Between the two world wars Scheler has been an important voice in German
philosophy. Now he is nearly forgotten but I think some of his writings (not
all) are worth to be read again, not as a sort of truth but as an inspiration.
[3] Scheler in his time wasn´t the only one who questioned the
understanding of work in capitalism and made a connection to the protestant
ethics. More famous than Scheler is an article of Max Weber about „The
Protestant Ethics and the Spirit of Capitalism“ (1905 and 1920). There are
english versions of the text in the internet.
[4] The performance artist Terry Fox
in an interview with the magazine Avalanche
in 1974:
Question:
How does your body function in that kind of heterogeneous situation?
Terry
Fox: The body is exactly one element among others, one of the links in the
chain.
Question:
So you reduce it to the status of the other elements.
Terry
Fox: No, I raise the other elements to the status of the body.
[5]
Rilke has felt this
loss of relation between thing and men very strongly and made it to a main
issue of his poetry.
[6] The word Social Freedom was used
by the philosopher Hegel already; the contemporary German philosopher Axel
Honneth uses it in his work in great detail.
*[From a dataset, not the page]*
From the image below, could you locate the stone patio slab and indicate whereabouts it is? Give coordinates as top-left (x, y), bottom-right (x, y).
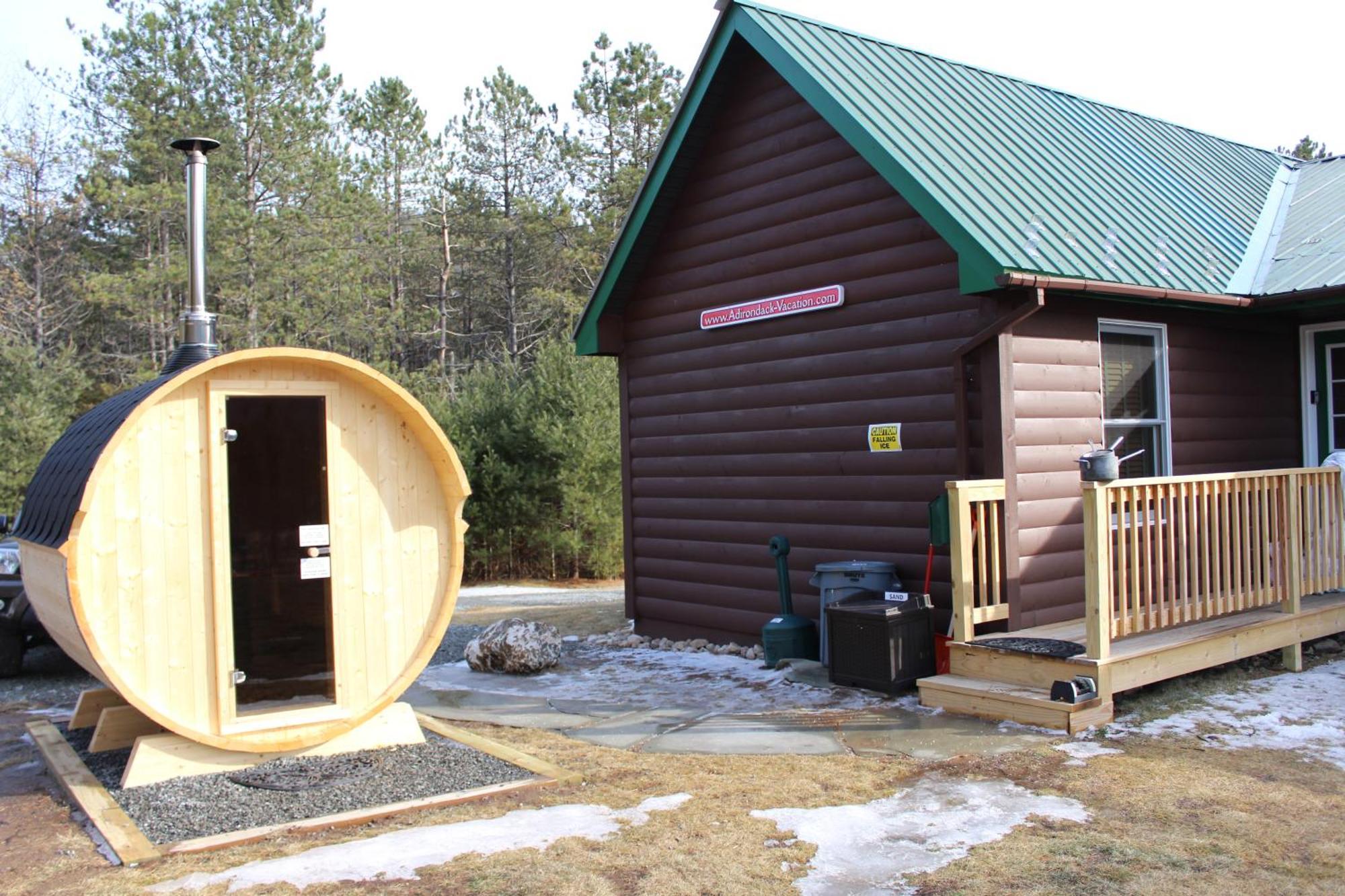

[7] The German sociologist
Hartmut Rosa analyzes this and other tendencies in his work; see Rosa: Social
Acceleration: A new theory of modernity, Columbia University Press 2013 and his
books in German.
[8]
A quotation you find in the writings of Mark Fisher, Slavoy Zizek and Hartmut
Rosa.
[9]
I can´t remember where Taylor said this.
I am aware of the fact that this
positive image of the artist is very much attacked by the extreme right. But
this is another story although it has much to do with our questions. When
capitalism doesn´t fulfil any of the promises it gives, right wing movements
become stronger. The extreme right always sees art and artists as one of the enemies whereas capitalism rather tries
to incorporate art into their world. The reaction of the artists to these two
different politics have to be different, too.
[10]
I am aware of the many exceptions to this mainstream process: some branches of
DaDa, Expressionism, Futurism, Bauhaus, to name a few.
[11]
In the German tradition it was Friedrich Schiller who expressed these criticism
for the first time: in his „Letters Upon The Aesthetic Education of
Man“ from 1794.
[12]
It is interesting to see that the word Performance
occurred more or less at the same time in the 1950ies in business (Peter
Drucker used it in his books about management), in philosophy (as the
performative turn: J.L. Austin) and in art.
[13]
Christoph Bartmann: Leben im Büro, München 2012, p. 216. Maybe this role
modelling is especially strong for women in late capitalism. Performance Art icon
Marina Abramovitch seems to represent for a lot of people the self defined
woman who is at the same time boundlessly willing to suffer and to toil.
[14]
Having this claim in mind it could be interesting to discuss the works of
artists like Andy Warhol, Damien Hirst and others.